Transformation of the Magi in Three Kings. With the spread of Christianity, introducing new religious celebrations, reinforced also by the Crusades, the story and origins of the Magi developed in a new tradition and legends. Thus, appeared clear the number of the Magi, they were nominated the Three Kings and, finally, got their names and legendary origins.
The idea that the Magi were kings originated probably from the belief, that the coming of the Magi would have been prophesied in the Psalm 72 of the Bible, in which various kings and sovereigns were going to pay the tribute and offer the gifts to Christ. This mistaken opinion, however, became quite a strong belief, greatly spread in the Medieval legends, artistic representations and mystery plays featuring the figures of the Magi. The names and origins of the Magi vary in different countries, deriving from some historical records and texts referred to scholars or sovereigns of the period. In the Armenian tradition the three Magi were considered Eastern scholars: Persian (called Melchior), Indian (Gaspar), and Arabian (Balthazar). In the West they were often associated with different continents, or even human ages. Thus, Melchior was the oldest king, representing Asia and offering the gift of gold. Gaspar (also Caspar) was the young king coming from Europe or Tarsus (a historic city in south-central Turkey, province of Mersin) bearing the gift of myrrh. Finally, Balthazar was of African origin, coming from Ethiopia or Saba (also Sheba, an ancient kingdom in the Horn of Africa or Yemen), portrayed as a black man of about forty years and offering the gift of frankincense.

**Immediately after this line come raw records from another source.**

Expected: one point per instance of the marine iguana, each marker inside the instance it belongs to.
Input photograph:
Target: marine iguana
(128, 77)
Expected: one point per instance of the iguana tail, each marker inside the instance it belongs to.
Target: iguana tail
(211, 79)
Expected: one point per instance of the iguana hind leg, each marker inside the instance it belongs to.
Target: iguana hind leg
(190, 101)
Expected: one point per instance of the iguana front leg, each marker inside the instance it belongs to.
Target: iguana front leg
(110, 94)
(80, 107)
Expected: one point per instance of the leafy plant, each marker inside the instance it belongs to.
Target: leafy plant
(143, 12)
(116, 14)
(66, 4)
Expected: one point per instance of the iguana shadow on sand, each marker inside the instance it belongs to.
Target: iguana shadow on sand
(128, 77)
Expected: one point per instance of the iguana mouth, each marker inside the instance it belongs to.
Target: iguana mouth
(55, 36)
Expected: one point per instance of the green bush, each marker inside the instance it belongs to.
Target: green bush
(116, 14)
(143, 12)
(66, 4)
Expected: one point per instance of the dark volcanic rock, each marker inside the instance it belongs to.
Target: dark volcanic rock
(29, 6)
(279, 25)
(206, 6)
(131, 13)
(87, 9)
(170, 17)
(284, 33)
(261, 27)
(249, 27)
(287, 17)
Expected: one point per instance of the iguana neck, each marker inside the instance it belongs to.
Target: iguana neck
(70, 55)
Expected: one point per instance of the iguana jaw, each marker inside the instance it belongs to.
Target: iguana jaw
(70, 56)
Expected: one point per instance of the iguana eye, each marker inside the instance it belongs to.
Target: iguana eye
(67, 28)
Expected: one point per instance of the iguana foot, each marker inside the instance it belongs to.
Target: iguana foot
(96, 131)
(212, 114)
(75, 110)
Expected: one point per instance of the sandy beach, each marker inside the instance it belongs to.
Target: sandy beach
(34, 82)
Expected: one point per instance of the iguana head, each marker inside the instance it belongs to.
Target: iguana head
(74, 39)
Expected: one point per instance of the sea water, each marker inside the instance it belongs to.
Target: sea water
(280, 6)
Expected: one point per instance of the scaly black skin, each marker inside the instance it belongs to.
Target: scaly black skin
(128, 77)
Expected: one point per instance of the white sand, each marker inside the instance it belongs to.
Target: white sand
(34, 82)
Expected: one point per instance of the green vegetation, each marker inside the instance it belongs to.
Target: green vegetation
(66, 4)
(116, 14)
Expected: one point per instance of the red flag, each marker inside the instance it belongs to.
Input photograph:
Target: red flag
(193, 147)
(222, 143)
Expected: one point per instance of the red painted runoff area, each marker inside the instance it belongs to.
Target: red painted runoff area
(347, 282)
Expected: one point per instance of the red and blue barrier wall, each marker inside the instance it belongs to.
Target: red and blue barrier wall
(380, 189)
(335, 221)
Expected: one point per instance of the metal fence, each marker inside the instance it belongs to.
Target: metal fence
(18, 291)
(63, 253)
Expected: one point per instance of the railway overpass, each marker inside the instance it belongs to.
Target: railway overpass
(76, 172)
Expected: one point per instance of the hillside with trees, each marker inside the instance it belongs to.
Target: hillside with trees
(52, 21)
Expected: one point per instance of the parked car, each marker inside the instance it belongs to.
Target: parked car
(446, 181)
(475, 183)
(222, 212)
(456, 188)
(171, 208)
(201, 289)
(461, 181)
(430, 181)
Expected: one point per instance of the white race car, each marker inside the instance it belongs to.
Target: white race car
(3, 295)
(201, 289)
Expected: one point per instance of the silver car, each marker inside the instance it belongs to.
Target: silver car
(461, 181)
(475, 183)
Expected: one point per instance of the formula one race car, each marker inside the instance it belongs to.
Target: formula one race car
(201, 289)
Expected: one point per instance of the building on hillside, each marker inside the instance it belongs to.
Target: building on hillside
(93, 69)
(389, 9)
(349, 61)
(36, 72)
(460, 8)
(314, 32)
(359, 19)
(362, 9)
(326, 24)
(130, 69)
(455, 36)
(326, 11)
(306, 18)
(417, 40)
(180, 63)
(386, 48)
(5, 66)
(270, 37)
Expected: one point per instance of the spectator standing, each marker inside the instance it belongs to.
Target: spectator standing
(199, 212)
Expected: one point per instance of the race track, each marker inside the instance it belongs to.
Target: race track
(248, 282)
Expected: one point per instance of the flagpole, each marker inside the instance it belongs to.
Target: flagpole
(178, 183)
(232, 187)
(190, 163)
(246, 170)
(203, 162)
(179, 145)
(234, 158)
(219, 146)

Legends about the Three Kings. Various legends developed about the magi, telling some episodes before and after their visit to Jesus. The most spread legend has it that the Magi followed the star separately, meeting each other only at the gates of Jerusalem. After offering the gifts to Jesus Child, the wise men received gifts in exchange: the swaddle of the Child, some bread and, according to the Venetian traveler Marco Polo, a box with the magical stone. The swaddle appeared to be indestructible in fire, the stone was burning with a Holy Flame, and both the miraculous gifts were worshipped by the Persians. By some legends, the Magi, who had been pagan, were converted to Christianity after visiting Christ Child. Another version states that they travelled back home through India, where they were converted by St Thomas. Afterwards, they were nominated archbishops, and lived exemplary lives preaching mercy and compassion, until they died and were buried together. In the 4th century St Elena, mother of Emperor Constantine, found their relics and brought them to Constantinople, from where they were brought to Milan. After the city was conquered in 1164 by the German Emperor Frederick I Barbarossa, the relics of the Magi were moved to the Cologne Cathedral, where they rest until today.